AQHA recognizes Reins for Life

August 14, 2013 • Local News

The organization Reins for Life received the 2013 Remuda of the Year award from the American Quarter Horse Association in Amarillo. AQHA is the world’s largest equine breed registry and membership organization.

The Remuda (Spanish for “herd”) of the Year award is considered their most prestigious award. The award began in 1992, when the American Quarter Horse Association chose one ranch a year that demonstrates quality quarter horses. The Bogle Ranch located in Dexter and Artesia was the 1999 recipient.

Terry Bogle founded the Reins for Life, a therapeutic riding program using one horse from the Bogle remuda string in 1995. “Our program has grown from one horse and five children to six horses and 50-plus adult and children clients per week,” said Bogle.

These heavily muscled, compact horses can run short distances over a straightaway faster than any other [auth] horse. Any ranch that has five or more American Quarter Horse mares used to produce horses for ranch work and is a member of AQHA is eligible for this award.

In November, Terry went to the remuda sale in Ft. Worth after the Bogle Ranches were invited to be a part of the sale. Terry noticed a big gray 16-year-old horse, Pavo Frosty Jack, coming up for sale. She said after reading the history and knowing he came from the W.T Waggoner Ranch, a ranch well-recognized for its quality quarter horses, she bid on him and brought “Jack” home.

She said that Jack fit right in and found several new fans in wheelchairs.

Kings Mojo, or Moe, is also part of the Bogle Remuda. He is fun for the children due to his curious nature. He might be seen picking up a ball with his mouth and throwing it back to his handler. He makes everyone smile.

Reins For Life has only used American Quarter horses due to their size and gentle disposition.

“We’ve gone 21 years here without an accident,” Bogle said.

The American Quarter horse gait closely approximates human motion.

According to Bogle, therapeutic riding helps eye- hand coordination. The hip movement of a horse simulates human hip movement and allows damaged nerves or brain tissue to be re-educated by rote and repetition.

Bogle says as a therapy it has been used effectively in the treatment of autism and multiple sclerosis. “We have treated the mentally handicapped and multiple other conditions. Every disability you can think of has come through our doors, and we’ve gone 21 years here without an accident.”

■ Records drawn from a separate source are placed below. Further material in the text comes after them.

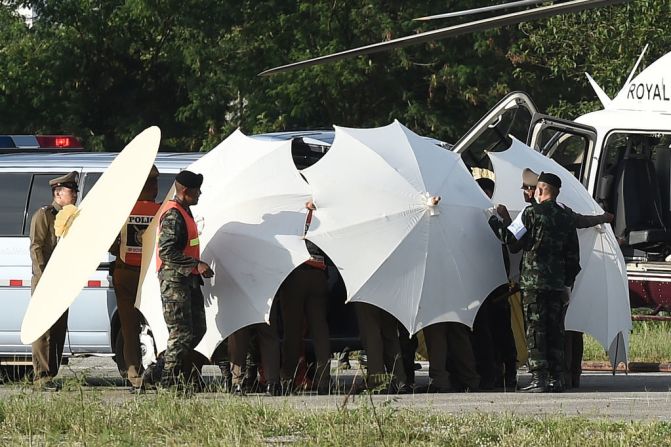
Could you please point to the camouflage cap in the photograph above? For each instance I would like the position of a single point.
(189, 179)
(550, 179)
(529, 178)
(68, 181)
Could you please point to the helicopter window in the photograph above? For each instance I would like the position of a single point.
(634, 183)
(496, 138)
(567, 149)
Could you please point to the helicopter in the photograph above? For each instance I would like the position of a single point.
(621, 154)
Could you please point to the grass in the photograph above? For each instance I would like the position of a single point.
(165, 419)
(650, 341)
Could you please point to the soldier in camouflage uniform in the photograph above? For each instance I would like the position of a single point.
(180, 271)
(550, 261)
(573, 343)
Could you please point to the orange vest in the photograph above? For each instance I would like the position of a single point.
(130, 249)
(192, 247)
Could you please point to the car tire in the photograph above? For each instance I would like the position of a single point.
(15, 373)
(147, 347)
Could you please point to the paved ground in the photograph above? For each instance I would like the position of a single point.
(639, 396)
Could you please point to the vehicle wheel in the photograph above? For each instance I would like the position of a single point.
(147, 348)
(118, 356)
(15, 373)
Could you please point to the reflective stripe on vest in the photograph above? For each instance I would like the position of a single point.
(192, 247)
(130, 249)
(316, 261)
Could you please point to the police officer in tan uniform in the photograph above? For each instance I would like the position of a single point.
(48, 349)
(128, 250)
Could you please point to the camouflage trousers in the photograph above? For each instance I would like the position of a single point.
(544, 312)
(184, 314)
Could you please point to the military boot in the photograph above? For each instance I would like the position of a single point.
(539, 384)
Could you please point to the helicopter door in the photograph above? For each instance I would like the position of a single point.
(568, 143)
(511, 116)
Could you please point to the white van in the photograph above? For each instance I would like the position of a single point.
(93, 324)
(27, 163)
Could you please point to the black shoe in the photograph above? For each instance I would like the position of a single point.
(49, 386)
(137, 390)
(575, 381)
(273, 389)
(404, 389)
(152, 375)
(536, 386)
(238, 390)
(555, 386)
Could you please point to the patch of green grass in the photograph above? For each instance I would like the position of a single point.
(650, 341)
(166, 419)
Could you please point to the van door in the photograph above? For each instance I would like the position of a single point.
(15, 266)
(568, 143)
(89, 322)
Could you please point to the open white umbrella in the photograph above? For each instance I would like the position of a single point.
(252, 217)
(600, 298)
(96, 224)
(423, 264)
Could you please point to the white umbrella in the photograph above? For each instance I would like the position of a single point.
(600, 298)
(252, 217)
(423, 264)
(100, 216)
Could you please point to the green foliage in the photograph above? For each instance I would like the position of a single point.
(165, 419)
(650, 341)
(556, 53)
(106, 69)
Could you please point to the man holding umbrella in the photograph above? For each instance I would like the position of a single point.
(550, 262)
(180, 272)
(573, 342)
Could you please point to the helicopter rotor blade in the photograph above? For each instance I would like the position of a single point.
(442, 33)
(484, 9)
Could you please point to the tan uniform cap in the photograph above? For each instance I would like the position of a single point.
(153, 173)
(68, 180)
(529, 178)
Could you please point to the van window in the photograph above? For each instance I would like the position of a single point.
(90, 179)
(40, 195)
(14, 189)
(165, 182)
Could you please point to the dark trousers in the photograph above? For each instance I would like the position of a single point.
(48, 350)
(493, 340)
(125, 288)
(408, 350)
(303, 299)
(269, 345)
(378, 330)
(184, 314)
(573, 350)
(544, 316)
(451, 359)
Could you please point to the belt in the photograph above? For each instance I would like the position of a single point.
(123, 266)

J.W. is one of their success stories. J.W., 15, was involved in motorcycle accident so severe he had to be lifeflighted to Lubbock. His legs and arms were crushed. The physicians did not think he was going to make it. He survived. He was wheelchair bound. He became severely depressed when he was brought into Reins for Life in January 1996. “It took four people to get him in the saddle. By February, it took two. By March, he was mounting on his own. He began to use a walker. In 1997, he won medals at the Special Olympics. Now he holds a job in the kitchen of Applebee’s in Roswell.

Reins for Life is starting a new program for veterans. She said that Reins for Life has been blessed by the support of several Artesia families and businesses.